In today’s Gospel reading, Jesus drives the vendors, most notably the money changers, out of the Temple. Actually, he drove them out of the great plaza in front of the Temple building itself. Why did he do this and what does it mean for us?
The Jewish laws and rules were specific on the sacrificial requirements the people had to observe. Only the finest animals and other offerings, as defined in the law, were deemed acceptable for the altar. Furthermore, money offerings were restricted to Temple sheklels, archaic coinage no longer in general circulation.
Each of these items was available only within the Temple precincts. Those who sold them to pilgrims had been granted monopolies by the Sanhedrin, the Jewish ruling council. Privileged families were designated as the exclusive sellers of specific items for proper sacrifice. So one vendor had the dove concession, another supplied all the lambs, and so forth. This was hugely profitable. The monopoly markups were scandalous.

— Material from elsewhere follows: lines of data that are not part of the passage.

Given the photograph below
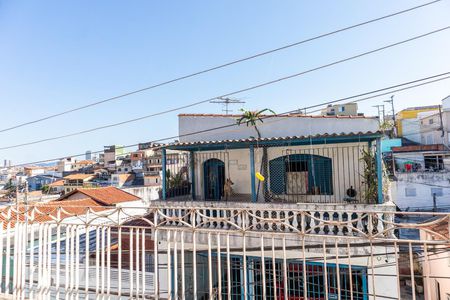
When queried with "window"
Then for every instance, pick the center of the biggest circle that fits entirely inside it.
(437, 191)
(410, 192)
(434, 163)
(300, 174)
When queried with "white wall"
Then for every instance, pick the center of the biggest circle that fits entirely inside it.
(146, 193)
(411, 129)
(422, 183)
(272, 127)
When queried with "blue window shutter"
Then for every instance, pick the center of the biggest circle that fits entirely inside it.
(321, 176)
(277, 176)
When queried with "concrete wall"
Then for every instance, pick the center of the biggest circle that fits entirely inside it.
(272, 127)
(422, 183)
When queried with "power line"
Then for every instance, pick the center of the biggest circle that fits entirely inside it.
(281, 114)
(219, 66)
(228, 94)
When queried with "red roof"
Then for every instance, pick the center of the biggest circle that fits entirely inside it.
(46, 212)
(105, 196)
(274, 116)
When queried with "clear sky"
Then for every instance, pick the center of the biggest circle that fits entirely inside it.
(56, 55)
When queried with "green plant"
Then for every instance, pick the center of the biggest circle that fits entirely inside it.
(370, 176)
(251, 118)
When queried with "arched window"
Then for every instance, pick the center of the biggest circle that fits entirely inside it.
(301, 174)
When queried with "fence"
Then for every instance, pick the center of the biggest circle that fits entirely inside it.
(158, 255)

Most representative of this cozy “crony capitalism” setup were the moneychangers, the family of Hannan. Their system exchanged common coinage for Temple shekels. It was easy to see the abuse because coins of the same weight and metallic makeup were considered by the populace to be of equal value. But the Temple shekel, based on its weight and metallic content was of far less value than the common coins the Hannan family demanded for its purchase. Everyone knew and could see and feel the injustice in this arrangement, but they could do nothing about it because the Sanhedrin had declared that only through the Hannan family could worthy coinage be obtained.

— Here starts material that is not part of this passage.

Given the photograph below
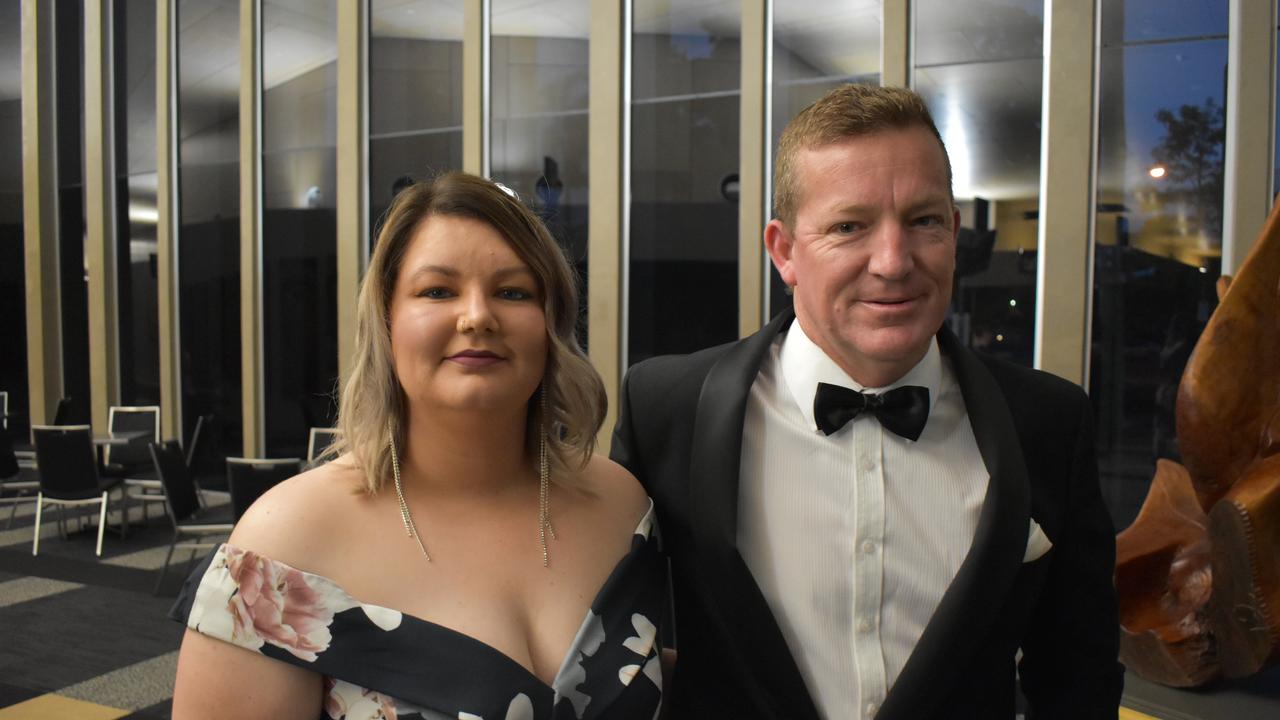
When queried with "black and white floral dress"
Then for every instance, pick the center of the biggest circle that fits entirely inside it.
(383, 664)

Often, this incident is used to condemn commerce, but that is not what Jesus is doing here. He is condemning governmental privilege and the theft that always results from it. His people are being ripped off and they have no recourse. And this abomination is happening within the holy precincts of the Temple itself. Is it any wonder that he was upset?
If we really pay attention to what Jesus said and did, instead of reinterpreting his life to suit our own prejudices, we can find great wisdom.